Some more benchmarks
25/Oct 2010
Gave tr1::unordered_map a try, it seems to do perfectly average, nothing spectacular, nothing awful, except for predict_grow with 4 byte objects, where it’s almost 10x slower than the next implementation (that’s not an anomaly, it happens every time).
I also found a bug in RDE where I overoptimized it a little bit - could result in a crash when searching for item that’s just been removed. It slowed fetch by about 3%, however later I found a way to remove some branches and sped it up by ~6% again, so final version is even faster. It made fetch_empty much slower (no early exit), but I don’t care about this scenario too much (how often do you actually care about quick lookup in an empty map?) and am willing to trade it for higher performance in 99% of cases. x86 (desktop machine) graphs below (two versions for 4 byte objects, as TR1 skewed the results quite a bit):
I also ran tests on X360 (only dense_hash_map, EASTL & RDE). It should be said, they’re not terribly realistic, especially ‘fetch’, after all it’s not normal to just sequentially fetch 50k objects one by one. To make it at least a tiny bit more interesting I added fetch2 test, which does the following:
objects are fetched in a random order, not sequentially,
every 64-th iteration, it tries to find item that’s not present in the map.
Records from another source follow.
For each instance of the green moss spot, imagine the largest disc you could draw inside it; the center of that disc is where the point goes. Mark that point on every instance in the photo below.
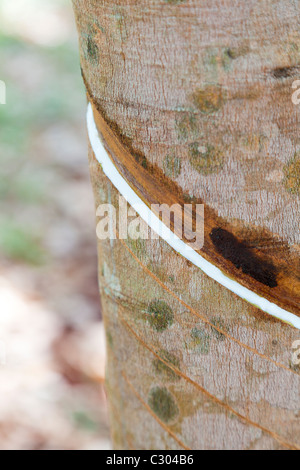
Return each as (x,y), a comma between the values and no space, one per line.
(205,159)
(236,52)
(172,166)
(292,175)
(160,315)
(163,404)
(209,99)
(187,127)
(163,369)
Xenon results (nice thing about them is they’re much more consistent, differ by maybe 1-3ns from run to run):
Obviously, it’s still quite far from real-life applications, so it’s best to just plug in some of those implementations and give them a test drive.
Old comments
admin 2011-01-19 01:29:23
Sure, but it’s not exactly ‘my’ test suite. I use Google’s sparsehash - http://code.google.com/p/google-sparsehash/ (time_hash_map.cc).
Mike 2011-01-18 11:17:43
Could you please provide a source code of your test suite? I find the results you provided somehow confusing, because it contradicts the results of my company’s internal benchmarks for stl containers. Maybe you’re using the custom hash function for std::hash_map\unordered_map or something like that..
xp 2010-10-26 15:06:18
very nice! looking forward to “move semantics” in RDESTL.